Thompson, Flora

Flora Thompson (1876-1947), writer, was born Flora Jane Timms, the daughter of stonemason Albert and his wife Emma of Juniper Hill on the Oxfordshire and Northamptonshire border. She left school at fourteen to work in the village post office at Fringford. After marrying, she and her husband John William Thompson moved first to Bournemouth, where she won a magazine essay competition in 1911. From 1916, the couple ran the post office in Liphook, Hampshire, where she began to write in earnest (both literary essays and nature articles). In 1921, she published her first volume of verse, Bog Myrtle and Peat . From 1925 to the outbreak of the Second World War, she ran a postal writers' circle called the Peverel Society, and was also editor of The Seasons . In 1928, the family moved to Devon.

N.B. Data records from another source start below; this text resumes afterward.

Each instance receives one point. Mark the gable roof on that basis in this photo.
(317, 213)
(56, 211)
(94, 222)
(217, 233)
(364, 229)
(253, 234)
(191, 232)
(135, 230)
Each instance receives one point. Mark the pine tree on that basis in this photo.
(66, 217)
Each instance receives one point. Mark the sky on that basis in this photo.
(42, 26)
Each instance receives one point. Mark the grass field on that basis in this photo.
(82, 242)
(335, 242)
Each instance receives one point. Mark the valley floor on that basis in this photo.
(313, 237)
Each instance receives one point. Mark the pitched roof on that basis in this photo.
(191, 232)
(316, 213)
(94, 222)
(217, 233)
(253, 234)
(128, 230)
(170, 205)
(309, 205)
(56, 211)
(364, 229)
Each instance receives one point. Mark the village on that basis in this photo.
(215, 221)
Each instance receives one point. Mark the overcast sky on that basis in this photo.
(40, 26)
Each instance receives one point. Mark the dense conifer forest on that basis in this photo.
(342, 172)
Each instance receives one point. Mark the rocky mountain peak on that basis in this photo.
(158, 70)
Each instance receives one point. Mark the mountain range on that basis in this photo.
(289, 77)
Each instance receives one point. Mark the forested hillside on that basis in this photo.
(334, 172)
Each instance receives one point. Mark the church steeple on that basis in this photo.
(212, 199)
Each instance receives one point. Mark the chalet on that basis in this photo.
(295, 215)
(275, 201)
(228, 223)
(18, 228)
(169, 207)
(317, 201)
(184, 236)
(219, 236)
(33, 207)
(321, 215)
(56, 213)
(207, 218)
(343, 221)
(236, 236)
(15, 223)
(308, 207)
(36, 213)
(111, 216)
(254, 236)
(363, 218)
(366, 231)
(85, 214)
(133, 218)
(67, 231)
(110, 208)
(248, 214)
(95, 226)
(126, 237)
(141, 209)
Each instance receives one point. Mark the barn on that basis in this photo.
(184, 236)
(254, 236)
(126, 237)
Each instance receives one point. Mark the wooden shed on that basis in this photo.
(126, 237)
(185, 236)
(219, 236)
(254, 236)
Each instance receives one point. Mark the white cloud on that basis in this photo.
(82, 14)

Her acclaimed autobiographical trilogy, Lark Rise (1939), Over to Candleford (1941), and Candleford Green (1943) was reissued as Lark Rise to Candleford in 1945. She also contributed to The National Review, Countryman, Queen and Lady . Her last book, Still Glides the Stream was published post-humously in 1948. She died at her home in Brixham, Devon, and is buried in Longcross Cemetery, Dartmouth, Devon.

Arthur Ball was a member of the Peverel Society, and his wife Anna was also a writer. At first, the couple became correspondents of Thompson, and later became personal friends. They lived in Stroud, Gloucestershire.